长孙皇后轻声惊呼,纤指小心翼翼地抚过琉璃表面。
在灯光映照下,那艺术品呈现出近乎逼真的效果,连她眼角的细纹都被完美捕捉,怀中的小巧包囊更是栩栩如生。
陈曦靠近阿娘耳畔,声音压得极低:"此乃西方秘术所制,名为琉璃肖像。儿辗转托人寻得名师,按阿娘容貌精心制作而成。"
说罢,脸上浮现一抹坏笑,继续道:"此物不仅形似,更有特殊寓意——您看这怀抱中的小包,象征着母子血脉相连。儿时常梦见与阿娘共结良缘,诞育麟儿,是以特制此物,以为纪念。"
长孙皇后面颊霎时飞上两朵红云,耳根都烧得通红,佯怒道:"胡闹!这般僭越之事,怎可直言?亏你还做得出来!"
尽管嘴上训斥,手中的琉璃肖像却握得更紧了,舍不得放开分毫。
陈曦见阿娘虽然嗔怪,却无责罚之意,胆子更大了些:"阿娘莫恼,儿不过是借此寄托思念之情。您常年深居宫闱,寂寞难耐,若有此物相伴,也能解几分思儿之苦。"
烛影摇曳,光影交错间,陈曦的目光愈发专注地落在长孙皇后的面庞上。
那份超越寻常美人的独特气质,令他不禁沉醉其中。
只见阿娘端坐于榻上,身形修长曼妙,云髻高挽,眉宇间的英气与眉眼间的柔情交融一体,构成了一种无与伦比的动人风情。
陈曦默默打量着阿娘。
她的肌肤如羊脂玉一般洁白无瑕,岁月并未在其面上留下太多痕迹,只有眼角几丝几乎看不见的细纹诉说着时光流转。

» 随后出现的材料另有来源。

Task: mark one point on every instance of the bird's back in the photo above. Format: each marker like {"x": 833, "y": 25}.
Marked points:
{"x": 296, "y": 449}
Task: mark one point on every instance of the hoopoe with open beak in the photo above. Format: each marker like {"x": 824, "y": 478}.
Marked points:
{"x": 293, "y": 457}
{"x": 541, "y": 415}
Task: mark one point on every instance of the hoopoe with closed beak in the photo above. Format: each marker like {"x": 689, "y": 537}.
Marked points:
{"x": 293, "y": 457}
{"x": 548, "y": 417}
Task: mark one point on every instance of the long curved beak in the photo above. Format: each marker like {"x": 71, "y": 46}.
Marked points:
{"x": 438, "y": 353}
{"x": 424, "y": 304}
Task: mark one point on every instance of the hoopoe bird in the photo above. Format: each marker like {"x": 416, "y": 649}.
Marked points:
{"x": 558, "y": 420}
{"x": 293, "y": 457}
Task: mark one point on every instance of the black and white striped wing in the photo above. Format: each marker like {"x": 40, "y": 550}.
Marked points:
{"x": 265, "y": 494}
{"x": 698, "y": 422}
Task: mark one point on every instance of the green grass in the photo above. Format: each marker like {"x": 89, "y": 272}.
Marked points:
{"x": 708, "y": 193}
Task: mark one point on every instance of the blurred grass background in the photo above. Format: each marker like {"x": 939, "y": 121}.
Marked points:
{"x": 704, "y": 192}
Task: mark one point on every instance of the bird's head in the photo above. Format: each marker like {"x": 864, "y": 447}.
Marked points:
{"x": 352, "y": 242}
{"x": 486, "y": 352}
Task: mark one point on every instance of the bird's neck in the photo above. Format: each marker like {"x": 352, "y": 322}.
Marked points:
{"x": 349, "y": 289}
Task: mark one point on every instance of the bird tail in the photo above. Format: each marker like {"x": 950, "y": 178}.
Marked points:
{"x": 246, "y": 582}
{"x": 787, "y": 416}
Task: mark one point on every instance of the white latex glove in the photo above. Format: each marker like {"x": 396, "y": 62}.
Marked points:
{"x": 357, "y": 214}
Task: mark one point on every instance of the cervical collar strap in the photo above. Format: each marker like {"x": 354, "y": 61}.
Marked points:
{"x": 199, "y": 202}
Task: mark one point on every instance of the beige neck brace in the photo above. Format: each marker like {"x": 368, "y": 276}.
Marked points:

凤眸蕴含万千智慧,顾盼间自有帝王家的尊贵气度;樱唇微抿,恰似含苞待放的花朵,让人忍不住想要一吻芳泽;高挺的鼻梁与完美的脸颊轮廓相得益彰,勾勒出一张堪称完美的容颜。
这世间女子千千万万,各有风姿,然而如阿娘这般兼具母仪天下之威严与慈爱柔情于一体的女子,实在是天地间独一无二的存在。
那种发乎天然的贵气,那种浸润骨髓的儒雅,那种源自灵魂深处的温婉,都是其他女子难以企及的境界。
陈曦内心涌起一阵悸动。若能得此人间尤物垂青,委身于己,那该是何等的福分?
想到这里,他的心跳不由自主地加速,呼吸也变得急促起来。
四下无人,夜色如墨,宫灯昏黄。
陈曦终于压抑不住心中的冲动,伸出手掌,轻轻地复上了阿娘的脸颊。
长孙皇后正在欣赏手中的琉璃肖像,突感脸上一阵温热,抬眼看去,只见陈曦的手掌正轻柔地摩挲着她的面庞。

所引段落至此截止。